Genetic polymorphism of the estrogen receptor alpha gene and susceptibility to osteoarthritis: evidence based on 15,022 subjects

Abstract

Objective:Several lines of evidence suggest that estrogen receptor alpha (ER-α) gene polymorphism may influence the development of osteoarthritis (OA). However, the results are inconsistent. The aim of this study was to explore using a meta-analysis whether rs2234693 (ER-α PvuII T/C) polymorphism confers significant susceptibility to OA.Methods and results:A systematic search of all relevant studies published through 17 August 2014 was conducted using the PubMed, Web of Science, Embase, Cochrane database, Current Controlled Trials, Clinicaltrials.gov, Chinese Clinical Trial Registry, CBMdisc, CNKI and Google Scholar. All statistical analyses were done with Review Manager 5.1.4. Twelve articles involving 15 studies were included in the final meta-analysis, which contained 6417 OA cases and 8605 controls. Overall, no significant association was found between the rs2234693 polymorphism and OA risk when all studies were pooled into the meta-analysis (for C allele vs.

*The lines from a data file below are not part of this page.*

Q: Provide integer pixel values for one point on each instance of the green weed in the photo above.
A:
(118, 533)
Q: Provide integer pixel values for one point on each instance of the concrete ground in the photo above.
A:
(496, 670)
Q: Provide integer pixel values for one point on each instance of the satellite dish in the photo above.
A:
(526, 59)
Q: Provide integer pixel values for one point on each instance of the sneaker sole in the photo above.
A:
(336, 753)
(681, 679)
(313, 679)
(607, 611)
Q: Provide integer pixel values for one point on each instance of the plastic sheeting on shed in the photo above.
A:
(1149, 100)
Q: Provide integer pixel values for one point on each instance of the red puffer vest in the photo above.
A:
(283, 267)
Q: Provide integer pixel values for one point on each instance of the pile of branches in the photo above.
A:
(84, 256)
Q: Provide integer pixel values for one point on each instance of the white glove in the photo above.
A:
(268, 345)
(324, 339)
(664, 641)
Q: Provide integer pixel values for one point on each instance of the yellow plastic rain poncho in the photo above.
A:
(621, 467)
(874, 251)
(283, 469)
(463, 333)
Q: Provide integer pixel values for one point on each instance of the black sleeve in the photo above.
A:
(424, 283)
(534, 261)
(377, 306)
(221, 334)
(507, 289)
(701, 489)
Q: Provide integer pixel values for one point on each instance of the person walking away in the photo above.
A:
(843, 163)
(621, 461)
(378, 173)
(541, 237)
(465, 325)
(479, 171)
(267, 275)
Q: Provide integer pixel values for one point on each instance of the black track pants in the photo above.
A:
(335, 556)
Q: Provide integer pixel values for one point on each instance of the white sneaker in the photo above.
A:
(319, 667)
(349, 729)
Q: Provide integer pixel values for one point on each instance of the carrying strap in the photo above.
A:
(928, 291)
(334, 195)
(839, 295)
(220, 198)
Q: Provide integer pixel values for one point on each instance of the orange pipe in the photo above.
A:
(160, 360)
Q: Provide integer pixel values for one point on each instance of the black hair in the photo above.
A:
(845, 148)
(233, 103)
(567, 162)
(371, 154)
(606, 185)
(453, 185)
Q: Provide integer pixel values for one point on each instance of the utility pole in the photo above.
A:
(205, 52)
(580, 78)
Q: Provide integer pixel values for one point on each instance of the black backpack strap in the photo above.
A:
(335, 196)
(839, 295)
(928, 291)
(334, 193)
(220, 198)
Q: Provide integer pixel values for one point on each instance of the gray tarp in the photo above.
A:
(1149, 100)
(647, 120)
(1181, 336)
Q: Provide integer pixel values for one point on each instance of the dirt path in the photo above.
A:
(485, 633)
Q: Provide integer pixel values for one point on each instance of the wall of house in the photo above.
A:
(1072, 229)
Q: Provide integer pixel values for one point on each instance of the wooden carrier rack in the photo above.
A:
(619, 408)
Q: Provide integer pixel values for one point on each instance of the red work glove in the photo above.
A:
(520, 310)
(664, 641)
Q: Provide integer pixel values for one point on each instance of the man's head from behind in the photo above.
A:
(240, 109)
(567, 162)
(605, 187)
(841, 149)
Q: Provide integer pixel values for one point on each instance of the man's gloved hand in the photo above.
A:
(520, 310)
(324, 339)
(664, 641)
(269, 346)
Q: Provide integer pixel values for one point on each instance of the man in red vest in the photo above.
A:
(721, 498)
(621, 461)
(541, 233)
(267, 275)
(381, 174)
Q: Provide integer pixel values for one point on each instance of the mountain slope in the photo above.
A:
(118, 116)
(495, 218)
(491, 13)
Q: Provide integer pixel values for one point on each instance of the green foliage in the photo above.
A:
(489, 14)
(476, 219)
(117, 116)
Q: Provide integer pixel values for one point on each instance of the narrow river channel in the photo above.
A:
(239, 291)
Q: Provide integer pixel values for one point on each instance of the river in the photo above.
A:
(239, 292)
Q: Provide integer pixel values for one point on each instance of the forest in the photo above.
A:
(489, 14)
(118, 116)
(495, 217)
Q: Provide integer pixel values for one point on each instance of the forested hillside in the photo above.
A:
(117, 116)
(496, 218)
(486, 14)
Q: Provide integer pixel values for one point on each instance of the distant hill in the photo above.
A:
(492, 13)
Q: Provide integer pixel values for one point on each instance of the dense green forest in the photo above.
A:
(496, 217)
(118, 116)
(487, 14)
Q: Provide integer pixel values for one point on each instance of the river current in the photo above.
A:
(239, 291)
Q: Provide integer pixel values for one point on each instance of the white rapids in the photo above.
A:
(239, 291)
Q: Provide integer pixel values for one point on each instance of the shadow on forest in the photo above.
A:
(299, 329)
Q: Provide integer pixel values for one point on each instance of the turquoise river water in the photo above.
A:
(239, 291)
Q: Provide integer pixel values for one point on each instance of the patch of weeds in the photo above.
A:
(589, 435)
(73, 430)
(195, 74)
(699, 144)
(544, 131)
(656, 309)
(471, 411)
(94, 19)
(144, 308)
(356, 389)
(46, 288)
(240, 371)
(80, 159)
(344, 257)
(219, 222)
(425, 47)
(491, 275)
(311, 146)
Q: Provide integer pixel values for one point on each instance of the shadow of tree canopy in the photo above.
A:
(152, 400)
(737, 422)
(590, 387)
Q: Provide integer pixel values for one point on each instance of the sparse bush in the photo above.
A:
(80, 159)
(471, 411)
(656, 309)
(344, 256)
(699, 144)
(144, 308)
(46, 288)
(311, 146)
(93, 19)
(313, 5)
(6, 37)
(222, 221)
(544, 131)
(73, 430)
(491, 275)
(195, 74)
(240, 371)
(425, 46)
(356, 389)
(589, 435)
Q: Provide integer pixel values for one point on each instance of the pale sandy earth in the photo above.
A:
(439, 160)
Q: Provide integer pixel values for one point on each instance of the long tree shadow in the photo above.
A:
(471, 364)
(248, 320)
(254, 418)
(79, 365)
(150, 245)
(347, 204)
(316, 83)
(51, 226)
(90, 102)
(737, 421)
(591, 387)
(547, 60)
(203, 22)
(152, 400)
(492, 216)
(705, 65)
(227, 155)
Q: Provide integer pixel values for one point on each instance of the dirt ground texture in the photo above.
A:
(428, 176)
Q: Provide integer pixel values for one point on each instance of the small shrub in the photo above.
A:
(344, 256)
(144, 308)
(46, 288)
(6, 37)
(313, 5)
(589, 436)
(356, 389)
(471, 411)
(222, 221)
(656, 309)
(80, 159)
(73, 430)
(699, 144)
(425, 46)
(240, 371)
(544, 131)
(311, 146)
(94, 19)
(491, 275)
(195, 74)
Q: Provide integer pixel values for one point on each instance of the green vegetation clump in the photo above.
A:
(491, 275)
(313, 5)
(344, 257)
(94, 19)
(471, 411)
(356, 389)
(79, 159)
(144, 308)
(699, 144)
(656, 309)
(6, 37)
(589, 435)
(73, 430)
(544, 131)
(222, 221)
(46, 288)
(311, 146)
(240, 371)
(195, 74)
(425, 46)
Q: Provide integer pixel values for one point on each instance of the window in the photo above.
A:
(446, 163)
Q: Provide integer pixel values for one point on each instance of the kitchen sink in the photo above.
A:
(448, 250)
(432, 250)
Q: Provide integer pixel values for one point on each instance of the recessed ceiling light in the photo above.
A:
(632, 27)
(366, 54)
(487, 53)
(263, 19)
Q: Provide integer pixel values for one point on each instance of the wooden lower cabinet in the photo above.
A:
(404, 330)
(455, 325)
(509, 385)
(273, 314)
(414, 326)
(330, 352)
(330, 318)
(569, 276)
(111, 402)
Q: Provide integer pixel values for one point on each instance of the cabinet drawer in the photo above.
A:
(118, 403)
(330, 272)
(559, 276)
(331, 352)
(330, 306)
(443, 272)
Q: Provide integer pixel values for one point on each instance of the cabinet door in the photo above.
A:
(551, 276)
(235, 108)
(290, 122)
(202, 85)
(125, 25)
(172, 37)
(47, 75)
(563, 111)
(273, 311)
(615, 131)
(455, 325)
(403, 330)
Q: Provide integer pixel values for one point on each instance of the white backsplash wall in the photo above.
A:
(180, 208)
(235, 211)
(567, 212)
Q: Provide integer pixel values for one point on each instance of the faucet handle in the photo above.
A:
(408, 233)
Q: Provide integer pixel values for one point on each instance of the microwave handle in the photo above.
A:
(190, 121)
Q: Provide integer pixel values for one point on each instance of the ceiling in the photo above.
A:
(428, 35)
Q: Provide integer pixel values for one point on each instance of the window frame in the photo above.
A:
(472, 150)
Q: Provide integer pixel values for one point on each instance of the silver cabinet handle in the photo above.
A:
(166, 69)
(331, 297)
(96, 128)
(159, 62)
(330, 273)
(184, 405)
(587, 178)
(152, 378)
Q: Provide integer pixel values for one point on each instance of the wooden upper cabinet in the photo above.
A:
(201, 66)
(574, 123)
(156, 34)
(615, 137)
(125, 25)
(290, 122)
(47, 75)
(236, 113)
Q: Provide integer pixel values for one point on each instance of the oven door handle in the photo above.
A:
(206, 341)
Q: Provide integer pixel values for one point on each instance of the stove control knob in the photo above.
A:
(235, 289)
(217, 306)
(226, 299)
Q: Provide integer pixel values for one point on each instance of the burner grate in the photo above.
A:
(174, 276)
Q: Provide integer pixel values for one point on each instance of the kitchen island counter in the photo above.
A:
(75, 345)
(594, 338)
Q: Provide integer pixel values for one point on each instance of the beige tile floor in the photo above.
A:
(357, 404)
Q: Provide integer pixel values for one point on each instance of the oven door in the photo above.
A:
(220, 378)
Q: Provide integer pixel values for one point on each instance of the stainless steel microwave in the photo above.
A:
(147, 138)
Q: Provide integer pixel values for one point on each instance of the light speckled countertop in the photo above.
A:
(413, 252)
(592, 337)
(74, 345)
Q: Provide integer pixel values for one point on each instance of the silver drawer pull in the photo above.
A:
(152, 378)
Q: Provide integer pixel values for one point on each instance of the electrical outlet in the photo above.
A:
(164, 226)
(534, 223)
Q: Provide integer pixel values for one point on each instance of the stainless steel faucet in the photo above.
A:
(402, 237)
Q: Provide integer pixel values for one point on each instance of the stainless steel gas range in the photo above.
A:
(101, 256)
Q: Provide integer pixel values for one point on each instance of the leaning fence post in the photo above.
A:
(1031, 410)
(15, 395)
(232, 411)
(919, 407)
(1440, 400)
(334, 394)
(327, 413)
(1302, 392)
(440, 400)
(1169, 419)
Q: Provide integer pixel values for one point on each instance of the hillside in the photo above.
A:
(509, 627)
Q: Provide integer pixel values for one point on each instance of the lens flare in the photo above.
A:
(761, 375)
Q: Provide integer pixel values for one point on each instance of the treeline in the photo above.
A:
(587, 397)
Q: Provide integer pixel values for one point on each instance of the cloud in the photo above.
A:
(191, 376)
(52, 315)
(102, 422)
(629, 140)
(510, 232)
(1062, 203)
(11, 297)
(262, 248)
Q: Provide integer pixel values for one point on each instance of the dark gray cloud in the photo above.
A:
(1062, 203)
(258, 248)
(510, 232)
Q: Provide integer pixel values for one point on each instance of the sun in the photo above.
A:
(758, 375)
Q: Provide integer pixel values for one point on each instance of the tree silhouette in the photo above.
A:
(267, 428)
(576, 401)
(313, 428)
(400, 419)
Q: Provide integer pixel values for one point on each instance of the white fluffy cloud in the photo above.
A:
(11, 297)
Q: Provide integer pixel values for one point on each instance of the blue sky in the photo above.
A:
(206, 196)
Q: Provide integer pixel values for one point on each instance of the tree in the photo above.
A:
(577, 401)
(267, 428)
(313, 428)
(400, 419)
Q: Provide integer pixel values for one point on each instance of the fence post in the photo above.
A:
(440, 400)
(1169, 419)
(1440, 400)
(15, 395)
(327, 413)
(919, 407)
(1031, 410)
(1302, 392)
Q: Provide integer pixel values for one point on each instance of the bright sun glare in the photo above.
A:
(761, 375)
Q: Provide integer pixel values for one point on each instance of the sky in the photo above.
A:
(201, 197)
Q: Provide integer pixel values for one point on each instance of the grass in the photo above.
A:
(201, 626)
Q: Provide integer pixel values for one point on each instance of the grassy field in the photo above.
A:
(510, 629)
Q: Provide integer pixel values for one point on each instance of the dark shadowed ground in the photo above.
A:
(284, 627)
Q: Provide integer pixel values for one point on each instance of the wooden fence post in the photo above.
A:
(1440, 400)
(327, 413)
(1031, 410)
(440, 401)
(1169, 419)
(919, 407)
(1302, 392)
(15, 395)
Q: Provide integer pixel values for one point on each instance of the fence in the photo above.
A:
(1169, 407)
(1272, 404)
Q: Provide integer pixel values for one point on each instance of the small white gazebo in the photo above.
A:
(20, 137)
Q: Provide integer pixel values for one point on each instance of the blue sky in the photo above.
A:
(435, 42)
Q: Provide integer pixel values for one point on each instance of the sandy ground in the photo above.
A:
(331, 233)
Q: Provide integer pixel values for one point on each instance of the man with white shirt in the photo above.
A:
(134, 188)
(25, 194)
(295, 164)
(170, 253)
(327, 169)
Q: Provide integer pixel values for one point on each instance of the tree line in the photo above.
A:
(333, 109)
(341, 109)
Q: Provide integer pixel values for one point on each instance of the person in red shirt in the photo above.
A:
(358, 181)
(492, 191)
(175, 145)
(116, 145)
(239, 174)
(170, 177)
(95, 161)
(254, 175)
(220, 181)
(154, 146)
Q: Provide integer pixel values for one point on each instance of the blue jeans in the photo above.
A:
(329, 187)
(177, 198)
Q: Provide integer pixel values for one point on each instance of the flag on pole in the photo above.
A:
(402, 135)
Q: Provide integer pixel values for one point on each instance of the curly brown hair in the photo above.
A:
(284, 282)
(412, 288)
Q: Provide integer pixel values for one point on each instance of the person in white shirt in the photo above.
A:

T allele: OR = 0.99, 95% CI = 0.94–1.04, p = 0.63; for C/C vs. T/T: OR = 0.97, 95% CI = 0.87–1.08, p = 0.53; for C/C vs. T/C + T/T: OR = 0.96, 95% CI = 0.88–1.06, p = 0.43; for C/C + T/C vs. T/T: OR = 1.00, 95% CI = 0.89–1.14, p = 0.94). In the subgroup analysis, significant association was found between the rs2234693 polymorphism and the OA risk in the knee osteoarthritis (KOA) group (for C/C + T/C vs. T/T: OR = 1.15, 95% CI = 1.02–1.29, p = 0.02).Conclusions:The present meta-analysis suggests that the rs2234693 polymorphism is associated with an increased KOA risk. Additional well designed genome-wide association studies are required to confirm the result.